Ciekawsze jest jednak to, że na drugim roku studiów pomagałam koledze, którego 17-letnia wówczas dziewczyna nie mogła iść po receptę bez zgody rodziców. Oni opłacili wizytę lekarza (60 PLN) i tabletkę (80 PLN), ja podszyłam się pod kobietę potrzebującą recepty. W tamtych, studenckich czasach, 140 zł to była dla nas kwota niebotyczna.
Zofia
To było w 2008 roku, miałam wtedy 18 lat. Z ówczesnym chłopakiem spotkałam się od 2 lat i planowaliśmy wspólną przyszłość, ale ważny był dla nas również rozwój osobisty. Oboje przygotowywaliśmy się do matury, chcieliśmy pójść na studia.
Zawsze bardzo uważaliśmy w łóżku, nigdy nie kochaliśmy się bez prezerwatywy. Niestety, tego pechowego dnia zabezpieczenie zawiodło - prezerwatywa pękła podczas stosunku. Wówczas awaryjna antykoncepcja była w pewnym sensie tabu. Była uważana za coś wstydliwego, wręcz złego.
Nie mieliśmy jednak wyjścia. Znaleźliśmy ginekologa, który mógł mnie przyjąć prywatnie (to była sobota). To było dla mnie najbardziej upokarzające doświadczenie w życiu. Lekarz był ekstremalnie niemiły i traktował mnie bardzo protekcjonalnie. Skomentował nawet to, że miałam wydepilowane miejsca intymne. Badanie było bolesne, a lekarz złośliwy. Potraktował mnie jak niesforne dziecko, a byłam przecież dorosła...
Zacisnęłam jednak zęby i ostatecznie dostałam to, po co przyszłam. Receptę zrealizowałam od razu i czekałam niecierpliwie do najbliższej miesiączki. Z tym chłopakiem byliśmy razem jeszcze przez rok. Potem nasze drogi się rozeszły, teraz oboje jesteśmy w szczęśliwych związkach, ja za chwilę zakładam rodzinę. Zdobyłam wyższe wykształcenie, obecnie piszę pracę doktorską, przygotowuję się do ślubu i wspólnie z przyszłym mężem planujemy potomstwo.

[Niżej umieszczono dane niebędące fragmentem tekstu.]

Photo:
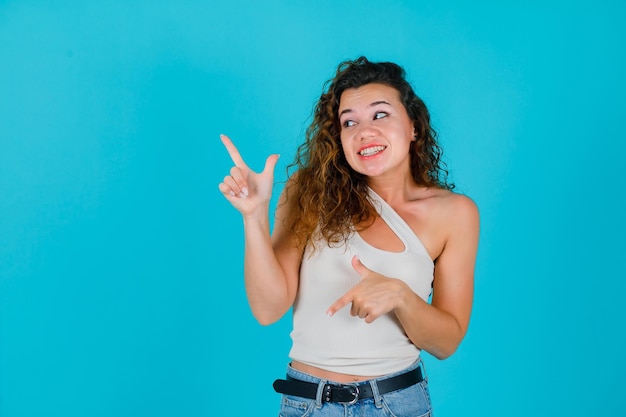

Z uwagi na to, jak społeczeństwo postrzega osoby korzystające z antykoncepcji awaryjnej, nikomu nigdy o tym nie mówiłam.
Ola
Ja miałam 19 lat, on 21. Spotykaliśmy się od jakiegoś czasu. Antykoncepcja tradycyjna zawiodła, więc postanowiliśmy skorzystać z awaryjnej, wtedy jeszcze na receptę. Nie chcieliśmy wówczas ciąży, nie byliśmy gotowi na nie psychicznie, finansowo i w ogóle. To była sobota, on miał załatwić receptę. Jedna pani ginekolog odmówiła, bo chciała mnie zbadać przed wypisaniem recepty (po co?), druga odmówiła a przy okazji uświadomiła nas, że zabijamy dziecko (jakie dziecko? niepoczęte???), że to nieetyczne i wbrew woli Bożej. Trzeci ginekolog natomiast zainkasował 100 lub 200 zł i zaocznie wpisał receptę. Po prawie 10 latach od tego incydentu wciąż jesteśmy razem z moim partnerem, mamy rocznego synka - zaplanowanego i chcianego.
Sara
Ledwo skończyłam 18 lat, byłam w liceum. Zabezpieczaliśmy się zawsze, seks bez prezerwatywy był nie do pomyślenia - przecież mam szkołę do skończenia, studia, pracę... Jedna wadliwa "guma" miała to wszystko przekreślić w głupi niedzielny poranek?
24h to najwyższa skuteczność [działania antykoncepcji awaryjnej - red.], więc w poniedziałek o 8:00 pobiegłam do lekarza. – Trzeba było się zabezpieczać – powiedział opryskliwie. – Nie wiem na ile jest pani wobec mnie uczciwa – brzmiało jeszcze gorzej. W końcu jednak dał się ubłagać i łaskawie wypisał mi receptę na antykoncepcję.
Aptekarki były podobnie "sympatyczne". W jednej z aptek przypadkiem "nie ma, możemy ściągnąć za 3 dni". W drugiej "takich rzeczy nie sprzedają". W trzeciej aptece spojrzałam na farmaceutkę błagalnym wzrokiem licealnego szczeniaka. – Zabezpieczaliśmy się, to był wypadek, niech mnie pani nie odsyła do kolejnej apteki – pokornie prosiłam aptekarkę.
Poczuła dla mnie litość? A może wykazała się zrozumieniem? Grunt, że sprzedała mi antykoncepcję, niestety czas najwyższej skuteczności pigułki już minął przez jej poprzedników. Razem z partnerem trzymaliśmy kciuki, by antykoncepcja awaryjna zadziałała...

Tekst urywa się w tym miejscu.